The threshold for vasorelaxation of human retinal arterioles in vitro is 10⁻¹² M or <1 pg/g, ^{23 24} which is well below the micromolar concentrations of betaxolol found by us in the choroid and retina. Moreover, betaxolol concentrations in the untreated monkey eyes appeared high enough to be pharmacologically active if the same concentrations are present intraluminally in the retinal and choroidal microcirculation. However, our study design did not allow us to measure the intravascular concentration of betaxolol in these tissues, which makes the direct comparison with the in vitro data impossible. Our findings also suggest that care must be taken to interpret the results of blood flow studies in relatively small species, when the contralateral eye is used as a control, since a pharmacological effect may occur in that eye, even with unilateral application. 

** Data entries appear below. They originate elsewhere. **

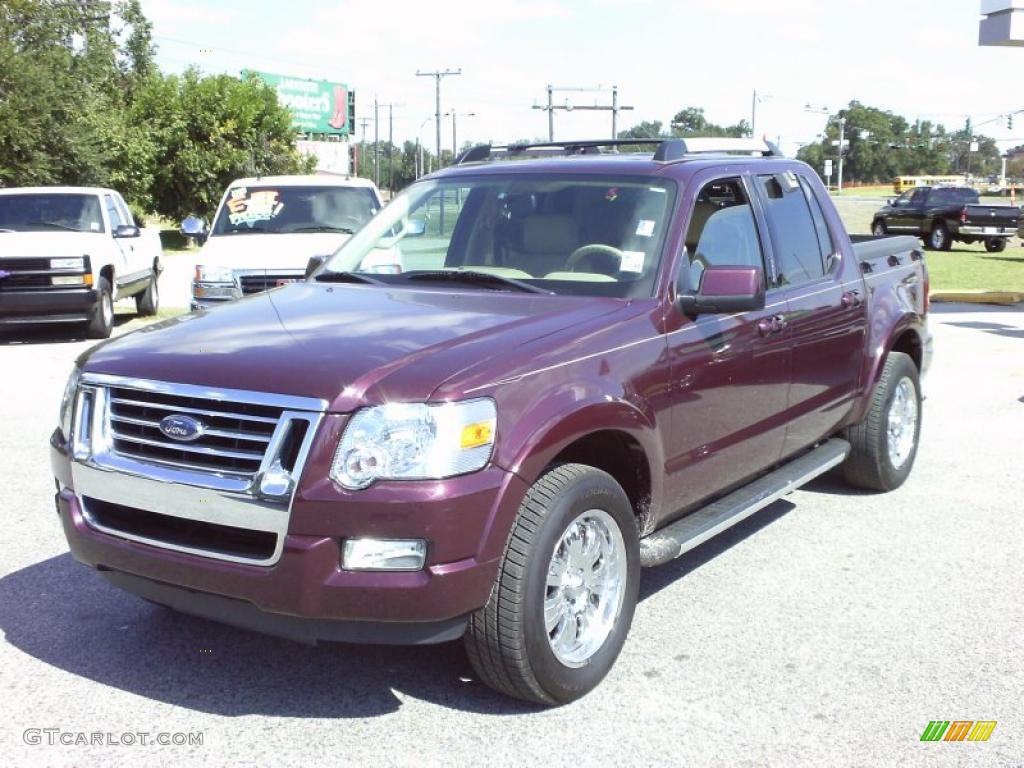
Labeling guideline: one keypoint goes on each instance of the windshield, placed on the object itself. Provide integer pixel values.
(50, 212)
(568, 235)
(295, 209)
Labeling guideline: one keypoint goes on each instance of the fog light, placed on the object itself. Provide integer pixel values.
(384, 554)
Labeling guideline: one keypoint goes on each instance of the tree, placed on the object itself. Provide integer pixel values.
(67, 73)
(883, 144)
(206, 131)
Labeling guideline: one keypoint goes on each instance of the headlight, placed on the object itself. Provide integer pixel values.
(415, 440)
(68, 401)
(214, 283)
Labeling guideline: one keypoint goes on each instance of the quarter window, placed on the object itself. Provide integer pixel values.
(792, 228)
(112, 211)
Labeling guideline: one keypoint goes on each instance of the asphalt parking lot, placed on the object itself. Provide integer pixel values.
(826, 630)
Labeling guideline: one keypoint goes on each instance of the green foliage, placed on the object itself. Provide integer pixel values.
(82, 102)
(883, 145)
(207, 131)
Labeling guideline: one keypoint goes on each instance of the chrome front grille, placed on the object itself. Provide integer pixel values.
(219, 494)
(235, 439)
(259, 282)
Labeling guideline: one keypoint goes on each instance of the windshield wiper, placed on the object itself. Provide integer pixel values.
(252, 230)
(477, 279)
(330, 276)
(54, 224)
(324, 228)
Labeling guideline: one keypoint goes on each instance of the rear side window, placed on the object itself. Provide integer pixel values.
(722, 231)
(825, 245)
(794, 236)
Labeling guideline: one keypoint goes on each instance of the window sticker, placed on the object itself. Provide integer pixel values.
(645, 227)
(260, 205)
(632, 261)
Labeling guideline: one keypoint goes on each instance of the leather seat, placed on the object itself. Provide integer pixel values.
(548, 240)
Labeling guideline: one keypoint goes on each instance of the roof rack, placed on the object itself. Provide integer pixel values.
(669, 150)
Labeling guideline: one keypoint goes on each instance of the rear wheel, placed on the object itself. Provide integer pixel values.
(939, 239)
(147, 302)
(564, 597)
(885, 442)
(101, 323)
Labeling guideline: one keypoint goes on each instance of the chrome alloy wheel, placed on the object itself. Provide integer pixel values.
(902, 423)
(586, 586)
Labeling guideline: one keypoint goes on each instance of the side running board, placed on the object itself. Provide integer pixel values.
(687, 532)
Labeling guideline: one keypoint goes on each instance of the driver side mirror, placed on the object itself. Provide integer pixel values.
(726, 289)
(314, 263)
(126, 230)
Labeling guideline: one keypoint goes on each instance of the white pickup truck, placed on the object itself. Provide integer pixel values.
(267, 228)
(68, 253)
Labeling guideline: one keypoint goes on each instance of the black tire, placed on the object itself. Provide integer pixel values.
(871, 465)
(147, 302)
(101, 323)
(507, 641)
(938, 238)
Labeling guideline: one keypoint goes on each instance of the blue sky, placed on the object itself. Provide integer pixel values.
(916, 57)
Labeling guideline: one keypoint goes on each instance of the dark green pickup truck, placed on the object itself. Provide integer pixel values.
(940, 215)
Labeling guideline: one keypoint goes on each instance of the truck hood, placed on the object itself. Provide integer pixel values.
(348, 345)
(290, 251)
(50, 244)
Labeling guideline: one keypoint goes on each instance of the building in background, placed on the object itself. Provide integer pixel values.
(1003, 23)
(324, 113)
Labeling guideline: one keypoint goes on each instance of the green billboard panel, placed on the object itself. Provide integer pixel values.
(316, 107)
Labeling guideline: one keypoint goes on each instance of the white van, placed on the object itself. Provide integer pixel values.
(267, 228)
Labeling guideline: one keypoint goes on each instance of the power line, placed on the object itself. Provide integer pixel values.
(567, 107)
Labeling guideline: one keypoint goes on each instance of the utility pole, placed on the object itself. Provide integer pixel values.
(377, 174)
(614, 109)
(390, 144)
(842, 139)
(364, 122)
(437, 75)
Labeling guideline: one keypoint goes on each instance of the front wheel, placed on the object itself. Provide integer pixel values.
(100, 325)
(885, 442)
(563, 599)
(939, 239)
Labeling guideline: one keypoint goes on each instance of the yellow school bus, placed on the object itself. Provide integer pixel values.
(902, 183)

This is the first published report of the distribution of betaxolol among anterior and posterior segment tissues of nonhuman primate and glaucomatous human eyes. The data from these investigations support the conclusions that topically administered betaxolol enters the eye through local absorption, and it may reach concentrations in the pharmacologically active range within many anterior and posterior segment tissues.